Hélio Gavião, que figuraça! Foi surfista, jogador de botão, tentou jogar no América, não conseguiu, nem futebol ou futsal. Por falar em América, essa é a última dele e vou contar: Era tempo da escolinha de Sombra, ex-goleiro que passou no clube nos anos 70 e teve essa ideia bacana e prestou um lindo serviço ao clube. Na sua escolinha passaram, surgiram nomes como Saraiva, Sandoval, Álvaro, Gilton, Newton Lima, Sérgio Poti e tantos outros.

E Hélio Gavião, como quase toda a garotada que gostava de futebol, foi lá treinar. A cada treino uma briga, uma pancada maldosa, uma provocação. Armou tanta confusão que o goleirão carioca, mesmo sendo uma das pessoas mais calmas que já conheci, perdeu as estribeiras...“Saia, saia, saia daqui senhor olho de gato, o senhor é marginal! É marginal! É marginal! E ficou repetindo isso várias vezes. Essa frase dita por Sombra ficou famosa na rua e nem precisa dizer que ele mesmo ficava dando gargalhadas rememorando o carão que levou de Sombra.

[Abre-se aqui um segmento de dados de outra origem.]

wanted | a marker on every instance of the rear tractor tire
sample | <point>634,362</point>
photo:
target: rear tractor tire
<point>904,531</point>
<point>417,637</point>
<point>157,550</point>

Hélio Gavião, Raimundo Hélio, perdeu o contato com a turma da Cidade Alta por muito tempo, até que Edival falou sobre seu falecimento precoce, pois se vivo fosse agora é que estaria com 66 anos, pois era dois anos mais velhos que eu, só.

Confesso, e não só eu, Hélio Gavião, o meu querido "Paco Gavillan", o bandido das montanhas faz muita falta. De vez em quando, eu, Bora Porra, meu irmão Edmundo e outros damos boas risadas relembrando suas histórias.

*Esse texto já foi publicado em outros portais que trabalhei, mas gosto de recontá-lo, até como recordação para mim.